It's been a busy two months. I sent out some screener copies of Saberfrog, and have gotten a couple reviews – a very positive one from a German site called Search My Trash, and a rather more mixed review from Film Threat.
Getting that kind of public feedback for the movie has been a big shot in the arm. In the years since I started this blog, I've sometimes filled the slower months with blog posts about semi-related topics about filmmaking, discussions of movies that had some indirect kinship with Saberfrog, and the occasional flat-out rant about things that were bugging me about my generation and/or modern culture in general.
In hindsight, it seems like the plot of Saberfrog, and the writing, production and release of the movie, has been part of a larger effort to make sense of, adapt to, the world that's very different from the one I knew in my 20s. Over these past few years I've witnessed the rise of transmedia, the demise of Borders and classic Final Cut Pro, and a general shift from a world of sensitive artsy loners who were philosophical about art and filmmaking to a slicker, snarkier, hyper-social, on-demand world where there's more competition for attention and eyeballs.
I think the biggest shift of all has been the shift from a culture of analog media to a culture of digital media. People my age learned to embrace the scratchiness of a 16mm film screening, the grubbiness of a VHS bootleg, the mustiness of a used paperback. I remember “watching” scrambled pay channels that still let you listen to the sound even if the picture was garbled. I even remember fiddling with a TV aerial to try to pick up snowy, distant transmissions from stations in faraway cities.
It's not that those days were better, necessarily. It's just that we folks of a certain age learned to associate those kinds of analog artifacts with authenticity. Knowing that a work of art had some miles on it, or survived in only compromised quality, made it seem more rare and valuable somehow. Every counterculture aesthetic – from the hippies to the punks to the grunge slackers – embraced the idea that dirt and distortion and rawness made things cool.

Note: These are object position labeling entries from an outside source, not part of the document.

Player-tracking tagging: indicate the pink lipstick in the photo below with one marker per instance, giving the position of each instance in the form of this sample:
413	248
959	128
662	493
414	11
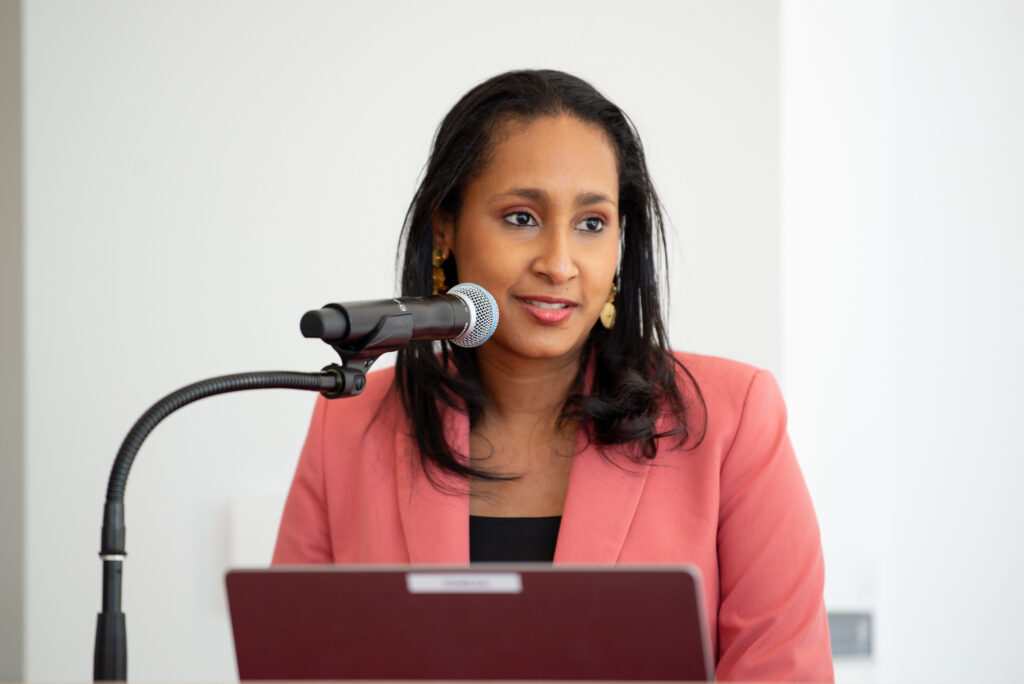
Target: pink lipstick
548	310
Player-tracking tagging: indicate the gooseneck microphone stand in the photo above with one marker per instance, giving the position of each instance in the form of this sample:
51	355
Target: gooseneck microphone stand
348	379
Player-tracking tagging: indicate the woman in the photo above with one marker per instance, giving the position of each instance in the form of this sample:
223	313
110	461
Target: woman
573	434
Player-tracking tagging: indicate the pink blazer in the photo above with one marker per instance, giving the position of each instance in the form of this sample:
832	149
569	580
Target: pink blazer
736	507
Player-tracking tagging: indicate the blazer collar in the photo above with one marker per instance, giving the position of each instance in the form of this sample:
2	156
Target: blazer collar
603	493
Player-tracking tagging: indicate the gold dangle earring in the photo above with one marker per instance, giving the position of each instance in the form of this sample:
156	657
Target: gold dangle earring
608	310
437	258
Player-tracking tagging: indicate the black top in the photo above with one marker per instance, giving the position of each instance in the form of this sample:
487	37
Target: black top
512	540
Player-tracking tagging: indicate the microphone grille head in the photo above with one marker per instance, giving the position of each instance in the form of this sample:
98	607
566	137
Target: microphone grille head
483	311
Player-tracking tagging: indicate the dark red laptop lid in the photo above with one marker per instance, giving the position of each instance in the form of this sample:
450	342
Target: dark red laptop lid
469	623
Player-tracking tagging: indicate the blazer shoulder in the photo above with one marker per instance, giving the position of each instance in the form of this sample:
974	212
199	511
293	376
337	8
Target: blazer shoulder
716	376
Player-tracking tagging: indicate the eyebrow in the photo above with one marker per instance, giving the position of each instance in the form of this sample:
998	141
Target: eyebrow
536	195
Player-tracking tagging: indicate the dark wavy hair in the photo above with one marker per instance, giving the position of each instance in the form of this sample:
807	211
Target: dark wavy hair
635	376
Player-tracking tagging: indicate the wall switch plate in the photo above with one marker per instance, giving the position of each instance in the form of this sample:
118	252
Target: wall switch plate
851	633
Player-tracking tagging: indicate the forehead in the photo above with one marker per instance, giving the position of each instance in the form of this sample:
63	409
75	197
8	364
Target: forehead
553	154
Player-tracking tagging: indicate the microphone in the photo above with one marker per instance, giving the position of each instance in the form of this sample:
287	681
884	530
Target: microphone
466	314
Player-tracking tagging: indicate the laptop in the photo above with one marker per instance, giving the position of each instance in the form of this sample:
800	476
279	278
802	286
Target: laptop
481	623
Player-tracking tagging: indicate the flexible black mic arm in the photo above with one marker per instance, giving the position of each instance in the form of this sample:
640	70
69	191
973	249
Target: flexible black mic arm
347	379
111	655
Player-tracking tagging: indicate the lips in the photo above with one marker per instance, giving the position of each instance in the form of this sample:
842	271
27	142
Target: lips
548	310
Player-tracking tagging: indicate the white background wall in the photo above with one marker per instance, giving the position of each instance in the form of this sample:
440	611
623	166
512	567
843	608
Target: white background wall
844	179
200	174
902	245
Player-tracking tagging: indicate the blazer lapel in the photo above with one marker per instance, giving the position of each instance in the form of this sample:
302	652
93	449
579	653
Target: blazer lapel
435	520
602	498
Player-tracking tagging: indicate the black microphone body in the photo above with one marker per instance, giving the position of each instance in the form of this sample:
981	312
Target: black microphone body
436	317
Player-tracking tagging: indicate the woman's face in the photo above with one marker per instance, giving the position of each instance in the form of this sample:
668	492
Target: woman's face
539	229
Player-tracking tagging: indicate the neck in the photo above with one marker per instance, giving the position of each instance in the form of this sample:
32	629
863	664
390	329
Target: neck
526	389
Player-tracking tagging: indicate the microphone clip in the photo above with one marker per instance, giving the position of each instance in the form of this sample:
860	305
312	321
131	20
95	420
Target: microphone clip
391	333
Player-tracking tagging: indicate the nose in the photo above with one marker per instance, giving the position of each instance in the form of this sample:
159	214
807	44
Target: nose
555	260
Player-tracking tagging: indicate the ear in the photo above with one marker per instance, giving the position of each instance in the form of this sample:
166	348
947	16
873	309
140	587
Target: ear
443	232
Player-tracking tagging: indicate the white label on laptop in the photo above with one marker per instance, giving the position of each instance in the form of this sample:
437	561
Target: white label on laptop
464	583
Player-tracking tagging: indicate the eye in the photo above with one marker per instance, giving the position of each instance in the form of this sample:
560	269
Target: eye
521	219
591	224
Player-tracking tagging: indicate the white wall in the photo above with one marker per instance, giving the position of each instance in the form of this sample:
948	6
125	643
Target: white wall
902	239
11	348
201	173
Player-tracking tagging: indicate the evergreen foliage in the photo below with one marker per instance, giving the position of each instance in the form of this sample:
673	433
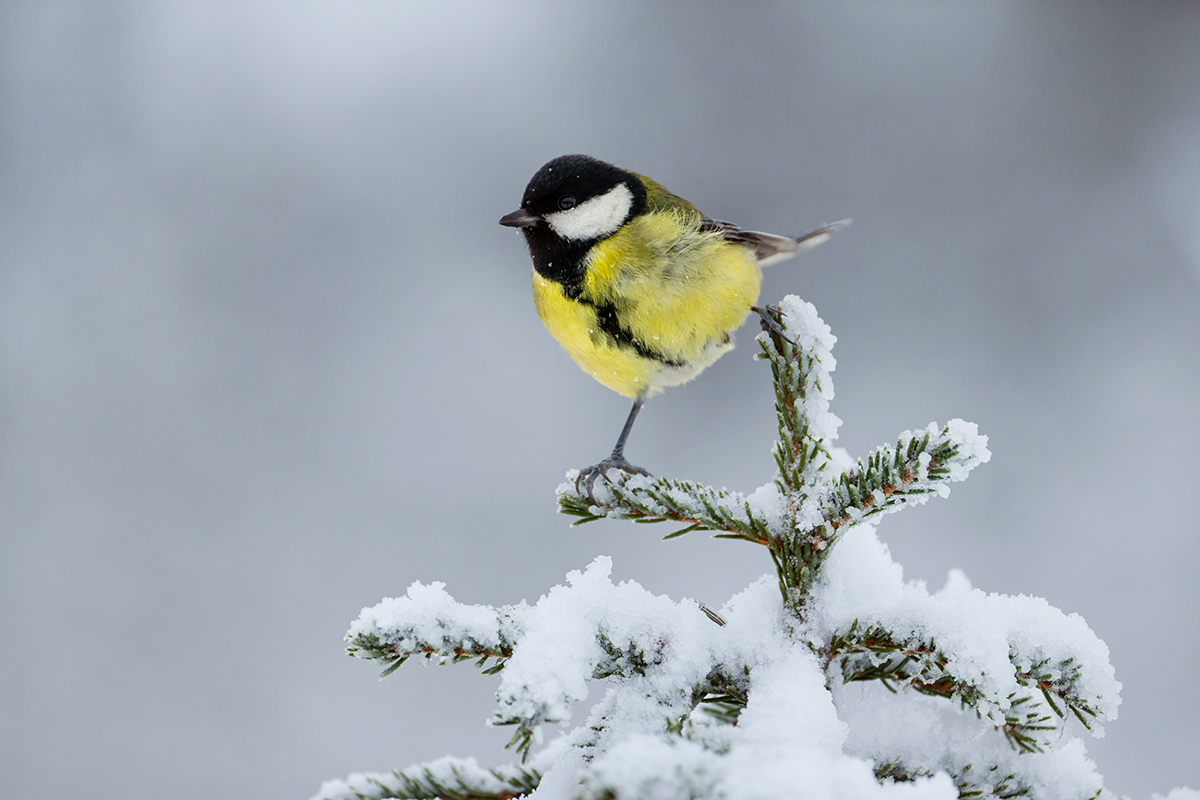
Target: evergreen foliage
695	707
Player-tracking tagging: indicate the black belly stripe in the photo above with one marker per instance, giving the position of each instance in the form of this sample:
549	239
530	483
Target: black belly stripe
610	323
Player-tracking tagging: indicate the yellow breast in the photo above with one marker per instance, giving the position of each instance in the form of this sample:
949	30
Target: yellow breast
676	293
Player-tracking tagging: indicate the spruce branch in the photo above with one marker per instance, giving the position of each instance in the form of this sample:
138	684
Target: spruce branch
649	500
447	777
811	504
429	623
1048	691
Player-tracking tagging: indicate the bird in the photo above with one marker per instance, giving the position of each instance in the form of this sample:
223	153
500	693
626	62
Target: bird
640	288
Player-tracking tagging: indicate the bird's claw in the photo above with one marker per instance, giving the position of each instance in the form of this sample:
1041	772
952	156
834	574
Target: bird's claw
585	482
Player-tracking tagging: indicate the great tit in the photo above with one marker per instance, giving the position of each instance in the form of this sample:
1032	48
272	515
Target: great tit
642	290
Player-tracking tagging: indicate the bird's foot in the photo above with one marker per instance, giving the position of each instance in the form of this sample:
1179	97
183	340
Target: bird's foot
586	480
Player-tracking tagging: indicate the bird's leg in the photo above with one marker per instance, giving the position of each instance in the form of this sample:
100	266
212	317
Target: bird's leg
586	480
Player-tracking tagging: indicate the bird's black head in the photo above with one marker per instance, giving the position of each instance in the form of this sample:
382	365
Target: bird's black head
571	203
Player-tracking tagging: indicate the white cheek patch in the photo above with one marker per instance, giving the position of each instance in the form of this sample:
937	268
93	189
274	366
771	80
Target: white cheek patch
593	218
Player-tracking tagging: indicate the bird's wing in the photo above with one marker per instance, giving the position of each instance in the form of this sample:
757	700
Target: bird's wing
772	248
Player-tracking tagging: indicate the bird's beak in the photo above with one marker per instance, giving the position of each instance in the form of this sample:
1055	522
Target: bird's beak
520	218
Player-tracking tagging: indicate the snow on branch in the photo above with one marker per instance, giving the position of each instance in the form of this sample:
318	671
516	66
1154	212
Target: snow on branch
811	501
831	678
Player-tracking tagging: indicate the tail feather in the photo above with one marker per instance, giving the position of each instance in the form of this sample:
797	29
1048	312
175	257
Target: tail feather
773	248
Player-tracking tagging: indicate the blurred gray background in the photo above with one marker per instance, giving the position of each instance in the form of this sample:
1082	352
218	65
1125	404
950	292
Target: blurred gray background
265	356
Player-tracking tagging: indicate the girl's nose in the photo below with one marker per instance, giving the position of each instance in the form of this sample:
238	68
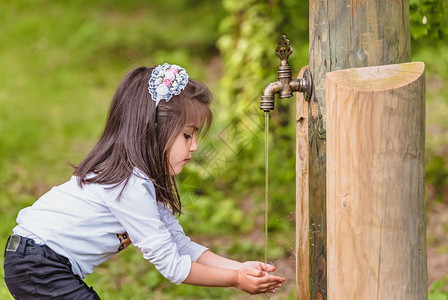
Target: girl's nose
194	144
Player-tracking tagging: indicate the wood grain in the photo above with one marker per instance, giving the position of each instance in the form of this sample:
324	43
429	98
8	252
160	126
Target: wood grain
376	240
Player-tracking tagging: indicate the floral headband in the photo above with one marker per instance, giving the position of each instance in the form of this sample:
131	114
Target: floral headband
167	80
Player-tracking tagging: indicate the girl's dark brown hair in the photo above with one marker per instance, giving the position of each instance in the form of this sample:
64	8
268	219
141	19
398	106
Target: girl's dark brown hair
139	135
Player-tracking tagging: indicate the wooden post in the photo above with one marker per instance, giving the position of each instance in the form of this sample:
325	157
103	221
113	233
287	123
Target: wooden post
302	202
375	183
343	34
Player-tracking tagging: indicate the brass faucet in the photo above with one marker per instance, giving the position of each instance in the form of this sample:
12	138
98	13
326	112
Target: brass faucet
285	85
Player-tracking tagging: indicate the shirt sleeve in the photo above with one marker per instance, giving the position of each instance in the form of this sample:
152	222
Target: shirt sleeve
184	244
138	213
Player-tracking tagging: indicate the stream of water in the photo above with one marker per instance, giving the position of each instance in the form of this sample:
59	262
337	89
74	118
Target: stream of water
266	188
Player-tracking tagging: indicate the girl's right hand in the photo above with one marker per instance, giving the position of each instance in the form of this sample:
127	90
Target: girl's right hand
255	281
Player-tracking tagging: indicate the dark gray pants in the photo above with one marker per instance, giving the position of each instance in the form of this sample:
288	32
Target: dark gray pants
36	272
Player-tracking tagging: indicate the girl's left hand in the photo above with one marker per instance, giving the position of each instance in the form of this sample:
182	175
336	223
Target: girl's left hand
258	265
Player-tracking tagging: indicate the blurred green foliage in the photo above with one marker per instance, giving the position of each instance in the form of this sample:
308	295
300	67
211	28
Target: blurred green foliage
61	62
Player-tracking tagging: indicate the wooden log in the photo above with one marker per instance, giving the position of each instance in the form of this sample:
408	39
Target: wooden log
344	34
376	240
302	201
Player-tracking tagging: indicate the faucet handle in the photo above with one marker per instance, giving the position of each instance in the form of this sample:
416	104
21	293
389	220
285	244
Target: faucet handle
283	50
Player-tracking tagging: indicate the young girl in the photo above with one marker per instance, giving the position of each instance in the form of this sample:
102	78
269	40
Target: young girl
123	192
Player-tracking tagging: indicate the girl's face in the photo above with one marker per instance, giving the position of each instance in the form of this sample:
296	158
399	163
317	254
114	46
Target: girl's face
182	148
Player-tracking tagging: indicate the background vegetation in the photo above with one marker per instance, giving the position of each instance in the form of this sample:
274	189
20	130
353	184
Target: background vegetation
62	60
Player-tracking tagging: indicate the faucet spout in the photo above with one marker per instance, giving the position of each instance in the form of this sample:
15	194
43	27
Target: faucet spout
285	85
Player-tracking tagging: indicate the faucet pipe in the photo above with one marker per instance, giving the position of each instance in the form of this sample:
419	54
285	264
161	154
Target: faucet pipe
285	85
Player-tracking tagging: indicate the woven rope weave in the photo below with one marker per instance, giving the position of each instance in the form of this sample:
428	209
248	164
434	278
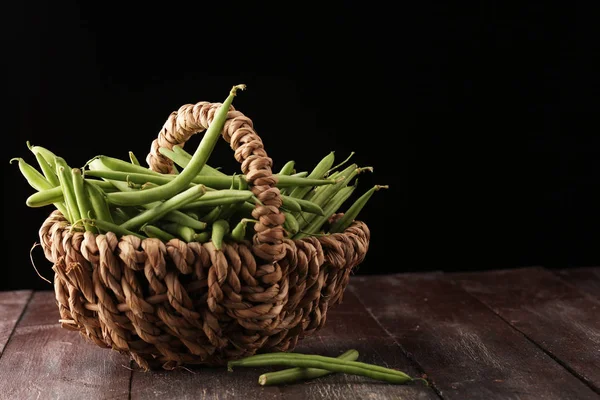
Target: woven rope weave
168	304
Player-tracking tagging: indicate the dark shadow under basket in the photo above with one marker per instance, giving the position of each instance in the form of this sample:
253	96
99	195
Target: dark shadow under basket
168	304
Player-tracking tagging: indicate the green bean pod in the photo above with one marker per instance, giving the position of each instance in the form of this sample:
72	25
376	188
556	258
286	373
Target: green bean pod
212	215
160	210
219	198
343	223
39	182
133	158
290	204
122	166
98	201
173	216
328	363
156	232
292	375
35	179
207	170
203	152
66	184
184	232
106	226
306	205
331	207
82	200
219	230
45	153
238	233
106	186
288	168
317	173
47	170
201	237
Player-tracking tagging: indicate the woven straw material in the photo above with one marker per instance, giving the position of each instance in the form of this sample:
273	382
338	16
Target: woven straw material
168	304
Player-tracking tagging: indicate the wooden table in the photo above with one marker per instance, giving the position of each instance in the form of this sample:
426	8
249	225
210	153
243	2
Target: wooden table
527	333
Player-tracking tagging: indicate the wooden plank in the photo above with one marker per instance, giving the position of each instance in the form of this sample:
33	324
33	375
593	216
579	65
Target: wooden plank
348	326
12	305
586	280
558	317
43	360
467	351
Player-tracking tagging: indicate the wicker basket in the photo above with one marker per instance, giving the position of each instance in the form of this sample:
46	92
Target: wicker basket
168	304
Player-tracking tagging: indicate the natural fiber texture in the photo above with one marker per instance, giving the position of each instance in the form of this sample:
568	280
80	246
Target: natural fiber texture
168	304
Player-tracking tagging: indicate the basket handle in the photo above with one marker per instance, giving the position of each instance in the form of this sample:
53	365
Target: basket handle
249	152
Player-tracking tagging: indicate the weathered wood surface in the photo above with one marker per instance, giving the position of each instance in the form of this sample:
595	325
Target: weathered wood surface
12	305
515	334
44	361
466	350
585	279
348	326
560	319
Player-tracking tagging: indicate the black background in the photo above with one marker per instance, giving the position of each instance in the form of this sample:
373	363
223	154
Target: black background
480	118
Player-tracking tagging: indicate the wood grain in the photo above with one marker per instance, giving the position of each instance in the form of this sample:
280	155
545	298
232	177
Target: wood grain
45	361
348	326
556	316
12	305
467	351
586	280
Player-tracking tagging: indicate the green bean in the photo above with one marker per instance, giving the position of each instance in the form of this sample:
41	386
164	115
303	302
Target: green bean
212	215
98	200
219	198
160	210
45	153
106	226
66	184
184	232
201	237
106	187
219	230
133	158
216	182
292	375
119	216
305	205
199	158
317	173
287	169
45	197
35	179
173	216
321	195
156	232
339	165
186	157
290	204
119	165
328	363
47	170
343	223
239	232
330	208
81	199
291	224
39	182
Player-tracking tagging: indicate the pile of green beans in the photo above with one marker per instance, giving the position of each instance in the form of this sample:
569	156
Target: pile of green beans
197	202
309	366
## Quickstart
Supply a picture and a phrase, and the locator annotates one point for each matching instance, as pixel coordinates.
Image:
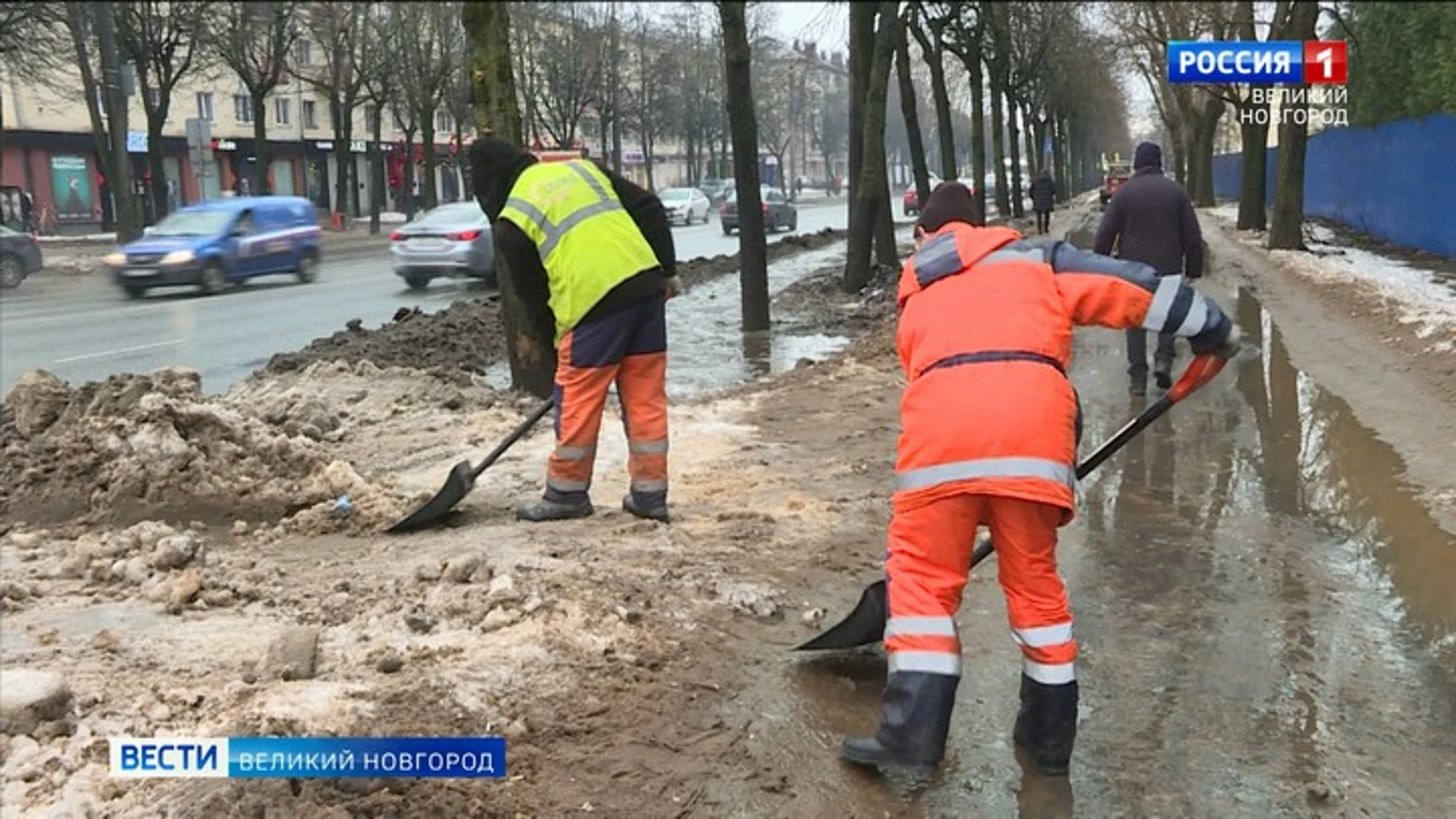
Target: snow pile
(142, 447)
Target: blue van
(221, 241)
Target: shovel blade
(864, 626)
(437, 509)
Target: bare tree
(256, 39)
(162, 41)
(497, 111)
(350, 55)
(753, 264)
(871, 194)
(98, 55)
(1288, 228)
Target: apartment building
(52, 153)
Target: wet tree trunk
(1018, 207)
(1253, 197)
(871, 190)
(908, 108)
(1288, 229)
(753, 265)
(530, 349)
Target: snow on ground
(1414, 295)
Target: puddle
(705, 347)
(1263, 607)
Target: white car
(685, 205)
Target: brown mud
(1260, 601)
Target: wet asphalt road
(83, 328)
(1264, 615)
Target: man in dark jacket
(1150, 221)
(592, 256)
(1043, 199)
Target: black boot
(913, 725)
(1047, 725)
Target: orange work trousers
(626, 347)
(929, 558)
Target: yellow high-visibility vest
(587, 241)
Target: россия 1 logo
(1258, 63)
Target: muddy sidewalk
(1261, 602)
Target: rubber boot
(1047, 725)
(653, 509)
(546, 509)
(913, 725)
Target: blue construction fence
(1395, 181)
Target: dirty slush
(177, 563)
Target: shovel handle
(516, 435)
(1201, 371)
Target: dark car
(778, 212)
(19, 257)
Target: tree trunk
(124, 206)
(1253, 197)
(1288, 228)
(908, 110)
(873, 186)
(427, 139)
(1018, 207)
(861, 55)
(753, 264)
(488, 33)
(973, 67)
(262, 158)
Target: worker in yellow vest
(592, 256)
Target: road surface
(83, 328)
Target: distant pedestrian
(1043, 199)
(1150, 221)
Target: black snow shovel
(462, 480)
(867, 623)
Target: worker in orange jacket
(989, 438)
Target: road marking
(118, 352)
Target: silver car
(452, 241)
(685, 205)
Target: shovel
(462, 479)
(867, 623)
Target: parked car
(717, 190)
(218, 242)
(452, 241)
(778, 212)
(19, 257)
(685, 205)
(1116, 177)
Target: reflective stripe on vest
(585, 240)
(987, 468)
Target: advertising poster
(71, 184)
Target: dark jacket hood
(495, 165)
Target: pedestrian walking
(987, 438)
(1150, 221)
(1043, 199)
(590, 254)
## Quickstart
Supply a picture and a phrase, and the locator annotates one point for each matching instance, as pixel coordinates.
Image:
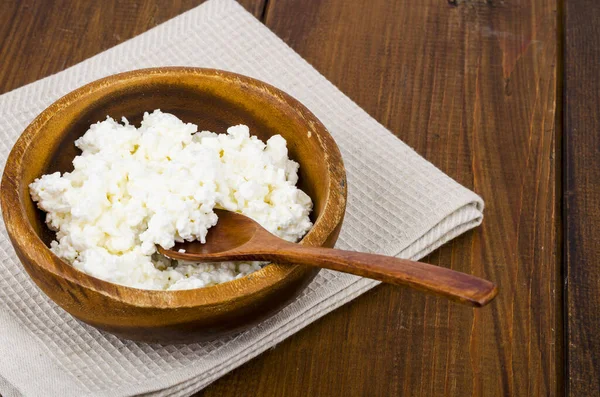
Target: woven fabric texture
(398, 204)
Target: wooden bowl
(214, 100)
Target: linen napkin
(398, 204)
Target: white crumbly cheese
(135, 188)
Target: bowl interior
(210, 101)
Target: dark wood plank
(471, 85)
(582, 195)
(42, 37)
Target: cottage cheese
(135, 188)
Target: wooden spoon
(238, 238)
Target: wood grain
(582, 195)
(204, 97)
(42, 37)
(472, 87)
(239, 238)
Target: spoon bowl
(236, 237)
(214, 100)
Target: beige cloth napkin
(398, 204)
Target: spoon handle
(457, 286)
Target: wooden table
(502, 95)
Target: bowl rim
(34, 250)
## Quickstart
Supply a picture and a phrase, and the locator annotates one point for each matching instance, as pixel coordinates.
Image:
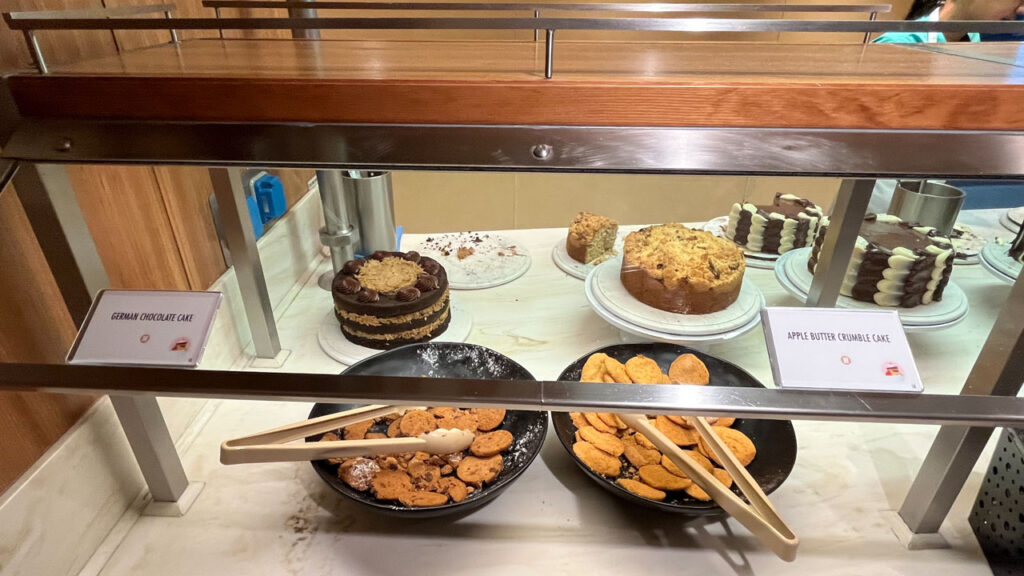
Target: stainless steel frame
(856, 154)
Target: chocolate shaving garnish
(368, 295)
(349, 285)
(426, 283)
(407, 294)
(352, 266)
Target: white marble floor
(281, 519)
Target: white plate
(495, 260)
(339, 347)
(574, 268)
(629, 328)
(996, 260)
(760, 260)
(612, 296)
(793, 275)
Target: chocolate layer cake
(894, 263)
(391, 299)
(790, 222)
(675, 269)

But that was an analog attitude, and we're in a digital age now. There are no garbled or snowy TV channels – either you get a channel or you don't get it at all. People still like movies, but they're not held on a pedestal anymore. Movie theaters aren't these sacred cathedrals where you go to worship the art of cinema – they're just one of many possible outlets where a piece of “content” will become available. You can still make a low-budget movie, but you're no longer a one-of-a-kind hero for doing so, and if you do it's not supposed to have the bedraggled Clerks aesthetic – now it has to be shot on a DSLR and look like an Oscar-winning Hollywood cinematographer shot it in order to stand out as a professional production amid all the kittens playing piano. As a fellow producer recently put it, when you submit a movie to a festival nowadays, “you're competing against high school kids with cell phones.”
Saberfrog didn't seem like that weird a movie when I wrote it or shot it, because my head was still in the analog era, when people reached into their soul and pulled up something strange and raw and personal because that's what they had to do and because that's what independent film audiences were looking to see.
But perhaps it's a good thing that I didn't know any better, or I might not have made the movie. No matter how much the world changes, I think there will always be a need for people who see things differently, who have the guts/craziness/courage/foolishness to do what other people aren't doing. At the very least, it shows other people that such things are possible.
Sometimes, like Josh in the movie, I have an internal debate raging in my head. I wonder whether making low-to-no-budget movies is still worth the trouble, what kind of movies I should be making in today's world, whether there's a big enough audience for the kind of movies I believe in, and whether I have enough of the huckster instinct that it seems to take to promote yourself nowadays. But somehow I always end up coming to the same conclusion: Just do what you believe in.
And every effort opens doors. You end up going places you otherwise wouldn't have gone, and meeting people you otherwise wouldn't have met. And as easy as it is to get confused about where our online culture is headed, with all that crowding and diversity, you have to remember that no one is consuming all of it, that there are still niches, and that if you're smart and persistent then you can find the folks who get it.
I've been doing a lot of writing in the past couple months, and I'm plotting what my next project will be. It might be connected to Saberfrog in some way, or it might be something new with completely different characters. There's life in Saberfrog yet, but I'll probably be switching my energies to a new project in the next couple months. And I hope that those of you who've followed the Saberfrog journey this far will join me on the next journey as well.